Callar ante a la barbarie comunista es un viejo complejo de la izquierda. Unos callan y otros calumnian, desplegando como bien dice Antonio Muñoz Molina, una solidaridad “heroica” pero siempre con los verdugos. La brutal represión en los actuales países socialistas no los conmueve. En Venezuela solo en 2014, la violencia chavista dejó 43 muertos, 973 heridos y más de tres mil presos políticos. Trasmitir las desgarradoras imágenes, de guardias bolivarianos masacrando estudiantes, hizo que Nicolás Maduro censurara al canal NTN24.
Si esto ocurriera en un país democrático o Las Damas de Blanco fueran costarricenses o Leopoldo López colombiano, la reacción marxista sería feroz. Tremebunda plañidera montaron, cuando Manuel Zelaya fue destituido por torcer La Constitución hondureña. Pero, ¿por qué el marxismo-leninismo infunde tanta docilidad en sus fieles? Siendo una “teoría científica”, ¿porqué suprime la libertad de pensamiento, la capacidad crítica y exacerba la idolatría por sus íconos?

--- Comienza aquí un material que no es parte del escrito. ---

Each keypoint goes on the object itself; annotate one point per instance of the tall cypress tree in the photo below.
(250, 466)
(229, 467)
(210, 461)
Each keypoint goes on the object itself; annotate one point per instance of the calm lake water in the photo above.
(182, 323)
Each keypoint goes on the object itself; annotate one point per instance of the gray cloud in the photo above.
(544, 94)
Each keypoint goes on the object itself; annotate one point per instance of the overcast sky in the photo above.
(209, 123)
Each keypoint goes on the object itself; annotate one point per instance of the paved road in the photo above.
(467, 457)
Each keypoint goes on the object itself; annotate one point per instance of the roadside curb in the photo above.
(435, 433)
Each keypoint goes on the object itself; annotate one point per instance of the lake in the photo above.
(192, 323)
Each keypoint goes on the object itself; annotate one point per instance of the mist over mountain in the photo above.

Cuando en San Petersburgo se proclama la primera revolución proletaria en 1917, se produce paradójicamente también una regresión al absolutismo político medieval. “Tierra para campesinos, fábricas para obreros”, fueron postulados de una utopía cegadora, irresistible, que cautivó y sigue conquistando corazones. El tributo literario de John Reed, en su libro Diez días que conmovieron al mundo , es un ejemplo del idealismo, con que el intelecto mundial acogió aquel anuncio.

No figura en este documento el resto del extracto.